なんとか弁解しようとした時、明里は「ふぅ」と大きく息を吐いてこちらを振り返った。

「早く言ってください。私よりも……。私よりも飛鳥さんが好きだって」

カノジョの声は優しくて、すごく淋しそうで、力強くて、とても弱弱しかった。

「ごめん、明里」

僕は明里の苦しそうな笑顔を見ていられなくて、明里の震える身体を抱きしめて小さくそう言った。

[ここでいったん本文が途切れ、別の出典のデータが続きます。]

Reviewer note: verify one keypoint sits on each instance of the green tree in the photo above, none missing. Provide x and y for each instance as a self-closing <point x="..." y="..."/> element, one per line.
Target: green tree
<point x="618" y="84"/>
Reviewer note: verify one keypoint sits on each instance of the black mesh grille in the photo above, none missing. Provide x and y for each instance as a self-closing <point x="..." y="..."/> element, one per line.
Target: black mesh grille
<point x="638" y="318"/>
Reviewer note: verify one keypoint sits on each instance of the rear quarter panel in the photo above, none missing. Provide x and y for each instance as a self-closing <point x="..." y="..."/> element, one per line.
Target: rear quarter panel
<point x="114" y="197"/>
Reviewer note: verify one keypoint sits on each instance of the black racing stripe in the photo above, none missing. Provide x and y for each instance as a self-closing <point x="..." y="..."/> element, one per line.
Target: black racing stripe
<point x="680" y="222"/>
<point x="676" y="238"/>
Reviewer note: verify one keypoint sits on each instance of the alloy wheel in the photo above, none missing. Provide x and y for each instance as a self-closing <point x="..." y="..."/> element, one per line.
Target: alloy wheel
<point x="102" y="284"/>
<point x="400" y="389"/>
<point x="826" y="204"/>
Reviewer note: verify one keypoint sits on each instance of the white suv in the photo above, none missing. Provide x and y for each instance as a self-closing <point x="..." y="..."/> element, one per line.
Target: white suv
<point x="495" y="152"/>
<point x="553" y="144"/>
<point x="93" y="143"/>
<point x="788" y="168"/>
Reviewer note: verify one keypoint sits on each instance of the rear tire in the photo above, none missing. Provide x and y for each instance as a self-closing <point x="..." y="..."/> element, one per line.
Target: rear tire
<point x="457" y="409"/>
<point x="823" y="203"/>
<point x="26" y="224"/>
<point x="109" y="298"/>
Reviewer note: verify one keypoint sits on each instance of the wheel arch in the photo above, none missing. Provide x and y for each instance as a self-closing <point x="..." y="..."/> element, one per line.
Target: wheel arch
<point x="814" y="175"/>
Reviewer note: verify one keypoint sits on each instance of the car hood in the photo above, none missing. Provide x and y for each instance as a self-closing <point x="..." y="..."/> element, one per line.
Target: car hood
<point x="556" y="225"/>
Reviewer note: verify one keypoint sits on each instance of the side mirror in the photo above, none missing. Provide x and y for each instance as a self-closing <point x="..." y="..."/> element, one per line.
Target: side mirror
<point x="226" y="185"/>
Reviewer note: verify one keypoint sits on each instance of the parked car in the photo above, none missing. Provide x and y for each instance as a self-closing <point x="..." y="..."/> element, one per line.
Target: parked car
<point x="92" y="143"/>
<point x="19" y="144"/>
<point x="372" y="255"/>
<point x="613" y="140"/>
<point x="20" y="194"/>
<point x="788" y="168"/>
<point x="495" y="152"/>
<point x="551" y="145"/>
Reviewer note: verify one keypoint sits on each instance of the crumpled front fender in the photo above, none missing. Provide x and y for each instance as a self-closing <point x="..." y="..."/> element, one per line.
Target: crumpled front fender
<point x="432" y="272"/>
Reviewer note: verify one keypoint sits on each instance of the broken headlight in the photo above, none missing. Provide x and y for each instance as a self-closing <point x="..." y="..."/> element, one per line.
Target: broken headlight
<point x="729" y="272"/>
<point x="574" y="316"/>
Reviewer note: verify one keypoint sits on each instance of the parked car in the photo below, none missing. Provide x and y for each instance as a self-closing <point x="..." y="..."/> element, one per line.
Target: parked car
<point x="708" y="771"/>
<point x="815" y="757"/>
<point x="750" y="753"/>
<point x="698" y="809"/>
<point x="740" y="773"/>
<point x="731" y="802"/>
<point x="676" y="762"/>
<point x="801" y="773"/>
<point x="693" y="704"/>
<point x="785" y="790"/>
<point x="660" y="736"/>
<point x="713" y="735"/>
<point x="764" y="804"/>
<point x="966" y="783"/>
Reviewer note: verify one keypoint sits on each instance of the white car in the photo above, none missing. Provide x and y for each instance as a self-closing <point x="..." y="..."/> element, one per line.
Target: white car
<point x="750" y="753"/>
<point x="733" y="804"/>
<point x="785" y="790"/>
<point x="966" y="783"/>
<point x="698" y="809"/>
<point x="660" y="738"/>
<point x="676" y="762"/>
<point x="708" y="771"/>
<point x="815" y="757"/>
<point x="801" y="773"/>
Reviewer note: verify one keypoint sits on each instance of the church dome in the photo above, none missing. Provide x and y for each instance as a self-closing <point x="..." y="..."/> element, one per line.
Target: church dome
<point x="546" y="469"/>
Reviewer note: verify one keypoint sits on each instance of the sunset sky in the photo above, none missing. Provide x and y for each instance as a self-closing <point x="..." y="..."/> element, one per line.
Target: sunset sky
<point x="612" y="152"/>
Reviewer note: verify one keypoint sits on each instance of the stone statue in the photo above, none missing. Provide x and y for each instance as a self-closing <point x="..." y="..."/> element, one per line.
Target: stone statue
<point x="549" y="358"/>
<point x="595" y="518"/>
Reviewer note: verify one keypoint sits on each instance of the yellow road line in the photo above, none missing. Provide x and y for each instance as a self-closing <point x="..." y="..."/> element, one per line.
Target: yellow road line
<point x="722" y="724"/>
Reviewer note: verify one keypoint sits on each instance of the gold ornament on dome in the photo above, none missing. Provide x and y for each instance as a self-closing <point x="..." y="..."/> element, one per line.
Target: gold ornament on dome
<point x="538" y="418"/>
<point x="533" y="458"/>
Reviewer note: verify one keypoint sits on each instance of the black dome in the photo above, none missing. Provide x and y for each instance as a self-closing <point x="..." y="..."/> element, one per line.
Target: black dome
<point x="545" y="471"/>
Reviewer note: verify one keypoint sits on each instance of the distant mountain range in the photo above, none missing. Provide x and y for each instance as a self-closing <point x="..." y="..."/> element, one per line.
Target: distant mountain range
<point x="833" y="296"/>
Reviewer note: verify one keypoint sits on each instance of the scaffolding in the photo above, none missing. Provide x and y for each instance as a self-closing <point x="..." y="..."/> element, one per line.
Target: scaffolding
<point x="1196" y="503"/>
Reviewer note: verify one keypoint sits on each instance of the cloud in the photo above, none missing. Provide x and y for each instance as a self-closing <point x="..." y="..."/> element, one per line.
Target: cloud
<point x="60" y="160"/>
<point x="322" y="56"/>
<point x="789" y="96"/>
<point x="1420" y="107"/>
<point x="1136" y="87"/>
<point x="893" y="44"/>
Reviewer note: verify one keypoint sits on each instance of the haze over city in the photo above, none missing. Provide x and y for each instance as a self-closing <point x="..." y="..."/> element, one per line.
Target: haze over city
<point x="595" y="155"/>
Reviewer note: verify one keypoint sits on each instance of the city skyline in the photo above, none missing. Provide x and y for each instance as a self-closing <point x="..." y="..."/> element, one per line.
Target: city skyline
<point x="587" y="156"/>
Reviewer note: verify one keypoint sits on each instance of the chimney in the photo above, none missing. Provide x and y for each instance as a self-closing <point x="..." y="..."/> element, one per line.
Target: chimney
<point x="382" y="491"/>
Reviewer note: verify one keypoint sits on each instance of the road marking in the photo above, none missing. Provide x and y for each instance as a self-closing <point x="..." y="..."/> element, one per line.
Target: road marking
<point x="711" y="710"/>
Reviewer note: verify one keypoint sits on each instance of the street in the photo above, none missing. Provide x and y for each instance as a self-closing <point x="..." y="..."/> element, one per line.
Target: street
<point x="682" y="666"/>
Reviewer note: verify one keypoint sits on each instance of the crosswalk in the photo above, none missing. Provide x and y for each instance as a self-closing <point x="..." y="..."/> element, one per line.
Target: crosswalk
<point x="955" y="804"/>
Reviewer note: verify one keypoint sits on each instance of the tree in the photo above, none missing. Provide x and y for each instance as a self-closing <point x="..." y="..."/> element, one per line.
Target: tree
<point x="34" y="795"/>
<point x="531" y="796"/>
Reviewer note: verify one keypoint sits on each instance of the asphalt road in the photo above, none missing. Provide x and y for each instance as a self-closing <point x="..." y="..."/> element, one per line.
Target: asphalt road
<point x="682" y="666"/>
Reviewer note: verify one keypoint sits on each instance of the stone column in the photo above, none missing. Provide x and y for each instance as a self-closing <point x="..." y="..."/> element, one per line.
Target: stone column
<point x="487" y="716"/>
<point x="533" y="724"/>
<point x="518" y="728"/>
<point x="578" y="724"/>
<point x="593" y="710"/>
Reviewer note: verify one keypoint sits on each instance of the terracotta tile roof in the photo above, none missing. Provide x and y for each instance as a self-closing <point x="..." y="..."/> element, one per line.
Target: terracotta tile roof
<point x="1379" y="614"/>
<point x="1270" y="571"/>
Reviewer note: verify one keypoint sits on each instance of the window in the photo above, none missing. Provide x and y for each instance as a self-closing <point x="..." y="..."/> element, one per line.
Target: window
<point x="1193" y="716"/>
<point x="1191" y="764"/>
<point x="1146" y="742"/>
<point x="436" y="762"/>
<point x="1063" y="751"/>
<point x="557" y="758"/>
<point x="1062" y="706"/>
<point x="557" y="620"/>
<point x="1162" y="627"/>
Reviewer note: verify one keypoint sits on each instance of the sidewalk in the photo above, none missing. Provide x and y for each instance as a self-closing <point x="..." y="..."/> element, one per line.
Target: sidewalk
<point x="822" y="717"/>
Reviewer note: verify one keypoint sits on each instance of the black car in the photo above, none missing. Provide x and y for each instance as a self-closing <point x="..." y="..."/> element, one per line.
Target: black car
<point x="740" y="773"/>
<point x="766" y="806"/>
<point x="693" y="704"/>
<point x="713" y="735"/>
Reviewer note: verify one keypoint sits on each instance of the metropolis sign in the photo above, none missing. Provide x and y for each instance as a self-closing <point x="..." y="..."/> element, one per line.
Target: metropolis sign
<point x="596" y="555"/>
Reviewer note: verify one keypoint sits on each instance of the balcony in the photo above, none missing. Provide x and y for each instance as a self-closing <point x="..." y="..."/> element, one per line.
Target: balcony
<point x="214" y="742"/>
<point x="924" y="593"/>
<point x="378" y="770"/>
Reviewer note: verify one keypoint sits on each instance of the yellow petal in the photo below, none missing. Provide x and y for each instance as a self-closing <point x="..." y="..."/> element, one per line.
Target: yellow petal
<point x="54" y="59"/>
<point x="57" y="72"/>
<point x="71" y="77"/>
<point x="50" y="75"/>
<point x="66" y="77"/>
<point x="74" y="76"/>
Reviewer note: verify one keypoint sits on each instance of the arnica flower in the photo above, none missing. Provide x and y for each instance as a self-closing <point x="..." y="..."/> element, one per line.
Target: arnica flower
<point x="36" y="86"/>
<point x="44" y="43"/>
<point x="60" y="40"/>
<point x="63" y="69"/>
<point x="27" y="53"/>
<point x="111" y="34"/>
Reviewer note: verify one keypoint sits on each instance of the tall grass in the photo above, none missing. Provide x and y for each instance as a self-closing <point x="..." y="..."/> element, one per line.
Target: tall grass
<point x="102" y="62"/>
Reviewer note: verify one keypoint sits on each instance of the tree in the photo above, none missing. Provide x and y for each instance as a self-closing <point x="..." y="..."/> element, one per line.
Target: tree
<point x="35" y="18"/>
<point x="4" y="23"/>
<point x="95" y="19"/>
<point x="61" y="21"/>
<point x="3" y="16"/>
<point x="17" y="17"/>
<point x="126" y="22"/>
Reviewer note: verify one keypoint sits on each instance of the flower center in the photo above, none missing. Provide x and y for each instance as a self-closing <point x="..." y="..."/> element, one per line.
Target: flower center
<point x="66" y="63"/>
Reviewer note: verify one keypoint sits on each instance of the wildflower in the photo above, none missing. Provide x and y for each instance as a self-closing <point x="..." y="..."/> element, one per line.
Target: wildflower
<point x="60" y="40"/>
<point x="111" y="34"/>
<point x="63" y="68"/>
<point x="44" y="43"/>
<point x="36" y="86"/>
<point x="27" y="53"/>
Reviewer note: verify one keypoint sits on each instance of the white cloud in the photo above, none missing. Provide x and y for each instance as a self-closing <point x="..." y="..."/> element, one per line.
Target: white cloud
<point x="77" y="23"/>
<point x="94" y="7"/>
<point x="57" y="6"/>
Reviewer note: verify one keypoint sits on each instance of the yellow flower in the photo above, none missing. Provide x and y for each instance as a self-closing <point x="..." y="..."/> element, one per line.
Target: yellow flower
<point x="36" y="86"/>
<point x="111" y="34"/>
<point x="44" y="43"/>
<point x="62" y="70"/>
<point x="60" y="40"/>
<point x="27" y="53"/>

「付き合い始めたとき。その時はもちろん、明里が大好きで毎日すごく楽しかった。こんなに可愛くて、優しい彼女がいることがすごくすごく幸せだった。でも日に日に、この気持ちが正しいのか。自分でもわからなくなった……」

腕の中で、明里の肩が大きく跳ねた。

「そして、二人で日光に行ったあの日。デートが終わって車に乗った時、デート終わりの独特な充足感みたいなのが感じれなかった……。デートがつまらなかったとか、そういうわけじゃなくて、むしろすごく楽しかった。楽しい気持ちで胸はいっぱいなのに、こころはなんでか満たされてなくて、ずっと胸がモヤモヤしてた。そんな時、隣で気持ちよさそうに寝息を立てている明里を見て、思い出しちゃったんだ……。いや、ちょっと違う……。気づいちゃったんだ…………」

この先の言葉が上手く出てきてくれない。喉がキュゥっと締まって。煩いまでに言葉が頭の中で跳ね返って。伝えたい言葉が。伝えなきゃいけない言葉が、ぜんぜん音にならない。